Creation Myth

Thirty-five years ago, a Chicago arts collective charted new territory in black music. Now, in a three-day retrospective, Minneapolis free-jazz explorers Douglas Ewart and Carei Thomas return to that land of possibilities.

"Carei always seems to be in awe of everything," laughs Dawn Renee Jones, local writer and theater director, and the artistic head of the Alchemy Theater in south Minneapolis. "Even before we were collaborating," she recalls, "He would call me at whatever hour just to share an idea. 'You should see this sunrise this morning. Are you awake?' and I'd grumble, 'No, Carei, it's six o'clock in the morning.'"

"I have what I want to do within me, like a fingerprint, and I gravitate toward people who'll give me affirmation of what I already am," explains Thomas.

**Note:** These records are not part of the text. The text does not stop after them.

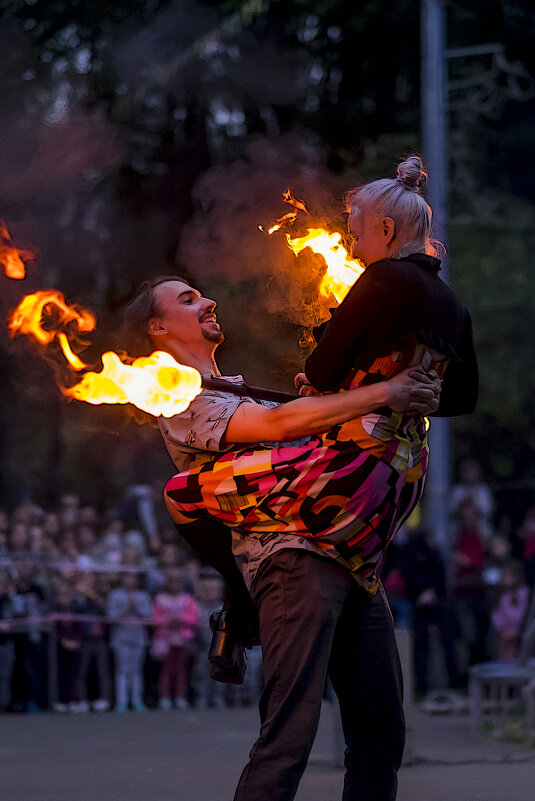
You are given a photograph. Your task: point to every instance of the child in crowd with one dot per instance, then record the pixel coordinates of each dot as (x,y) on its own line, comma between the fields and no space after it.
(129,640)
(526,534)
(176,615)
(508,615)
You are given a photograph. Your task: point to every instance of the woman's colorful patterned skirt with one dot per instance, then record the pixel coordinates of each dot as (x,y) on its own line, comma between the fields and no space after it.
(350,488)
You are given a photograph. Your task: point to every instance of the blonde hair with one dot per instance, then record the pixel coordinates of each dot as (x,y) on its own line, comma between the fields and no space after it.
(400,198)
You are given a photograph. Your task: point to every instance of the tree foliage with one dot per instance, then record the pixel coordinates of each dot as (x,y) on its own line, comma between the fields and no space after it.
(131,130)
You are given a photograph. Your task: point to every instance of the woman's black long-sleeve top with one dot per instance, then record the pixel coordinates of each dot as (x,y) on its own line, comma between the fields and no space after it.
(395,298)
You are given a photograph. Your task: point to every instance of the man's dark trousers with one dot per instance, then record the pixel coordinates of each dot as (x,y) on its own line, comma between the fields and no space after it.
(314,620)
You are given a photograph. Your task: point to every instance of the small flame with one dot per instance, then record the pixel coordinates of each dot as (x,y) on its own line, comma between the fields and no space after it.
(28,316)
(11,258)
(75,362)
(156,384)
(342,272)
(291,215)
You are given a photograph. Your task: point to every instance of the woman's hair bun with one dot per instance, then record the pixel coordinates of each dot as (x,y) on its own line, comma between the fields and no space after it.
(411,173)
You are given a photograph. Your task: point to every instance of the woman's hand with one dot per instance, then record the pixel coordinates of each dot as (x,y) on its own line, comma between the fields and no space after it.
(414,390)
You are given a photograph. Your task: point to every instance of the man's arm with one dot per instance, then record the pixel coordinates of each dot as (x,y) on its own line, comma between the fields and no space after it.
(312,415)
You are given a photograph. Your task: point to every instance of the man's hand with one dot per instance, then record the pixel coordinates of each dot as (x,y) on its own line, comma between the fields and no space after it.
(414,390)
(304,386)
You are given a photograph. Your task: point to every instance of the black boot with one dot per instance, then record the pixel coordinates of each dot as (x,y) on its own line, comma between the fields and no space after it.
(226,654)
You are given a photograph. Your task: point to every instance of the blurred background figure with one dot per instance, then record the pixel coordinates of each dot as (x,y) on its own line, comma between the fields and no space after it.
(68,644)
(423,570)
(469,558)
(7,645)
(176,616)
(472,489)
(129,640)
(31,669)
(90,599)
(510,611)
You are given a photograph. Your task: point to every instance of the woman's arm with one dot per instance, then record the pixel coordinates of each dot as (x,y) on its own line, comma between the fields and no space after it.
(312,415)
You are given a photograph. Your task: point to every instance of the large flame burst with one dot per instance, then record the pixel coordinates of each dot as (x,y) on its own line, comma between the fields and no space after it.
(156,384)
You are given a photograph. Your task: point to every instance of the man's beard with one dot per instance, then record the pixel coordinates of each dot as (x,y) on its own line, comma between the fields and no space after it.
(213,336)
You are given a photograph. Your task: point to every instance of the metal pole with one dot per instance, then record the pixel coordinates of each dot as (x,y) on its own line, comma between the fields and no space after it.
(434,125)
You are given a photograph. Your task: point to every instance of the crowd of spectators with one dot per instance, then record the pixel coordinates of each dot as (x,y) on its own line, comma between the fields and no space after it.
(96,614)
(110,611)
(472,604)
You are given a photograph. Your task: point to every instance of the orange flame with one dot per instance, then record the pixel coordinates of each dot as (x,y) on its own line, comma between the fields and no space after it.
(156,384)
(342,272)
(28,316)
(11,258)
(291,215)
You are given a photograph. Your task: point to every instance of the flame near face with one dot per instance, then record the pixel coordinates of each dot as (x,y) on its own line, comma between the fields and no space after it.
(342,271)
(156,384)
(11,258)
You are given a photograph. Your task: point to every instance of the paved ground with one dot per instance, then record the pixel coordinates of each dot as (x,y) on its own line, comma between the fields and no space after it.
(198,755)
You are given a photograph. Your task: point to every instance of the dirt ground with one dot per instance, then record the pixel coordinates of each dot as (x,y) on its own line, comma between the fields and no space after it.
(198,756)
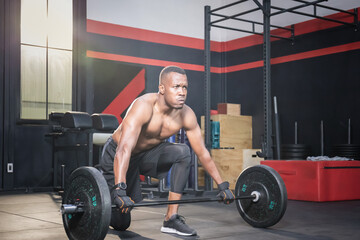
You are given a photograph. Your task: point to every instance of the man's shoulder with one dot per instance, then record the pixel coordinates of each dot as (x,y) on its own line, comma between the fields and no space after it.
(148,98)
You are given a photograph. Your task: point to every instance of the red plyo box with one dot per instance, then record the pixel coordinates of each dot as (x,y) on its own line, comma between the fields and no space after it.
(319,181)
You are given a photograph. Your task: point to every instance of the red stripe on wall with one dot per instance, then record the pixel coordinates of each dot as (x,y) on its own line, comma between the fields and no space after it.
(196,43)
(148,61)
(240,67)
(127,96)
(317,53)
(295,57)
(148,35)
(300,29)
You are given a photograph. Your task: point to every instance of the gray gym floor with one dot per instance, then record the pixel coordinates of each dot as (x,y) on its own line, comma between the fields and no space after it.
(37,216)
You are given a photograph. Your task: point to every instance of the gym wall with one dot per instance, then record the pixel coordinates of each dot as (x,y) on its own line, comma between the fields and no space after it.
(314,79)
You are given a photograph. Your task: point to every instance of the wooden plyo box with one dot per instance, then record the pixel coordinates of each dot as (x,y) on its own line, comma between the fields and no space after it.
(229,109)
(230,163)
(235,131)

He admits to being a bit of a maverick professionally, and so his tenure in the AACM was more a peripheral one. "I was respectful and committed, but I wasn't much of an organization man. Early in my life, I said, 'I want to be a musician.' And then I set out to find out what 'a musician' is."


Father of invention: Douglas Ewart and one of his homemade instruments
Tony Nelson
Father of invention: Douglas Ewart and one of his homemade instruments

Thomas traces his aesthetic to growing up in the culturally diverse Hill District of Pittsburgh. "If the neighborhoods spread out from there like ripples of water, then I guess I was in the second ripple," he explains, then launches into an impressionistic recollection of his childhood home. "Paint stores, marketplaces, a lot of immigrants and black people who had migrated from the South and the West Indies. Slavic people, Serbs. Way before pita bread was a big thing, we'd get it from the Syrian bakery. Provolone hanging from Italian stores. Sanctified churches on Sunday. A lively, sensual culture, and hills where I could run off and explore, animals and flowers. And I was an only child, so I thought all of this was my family.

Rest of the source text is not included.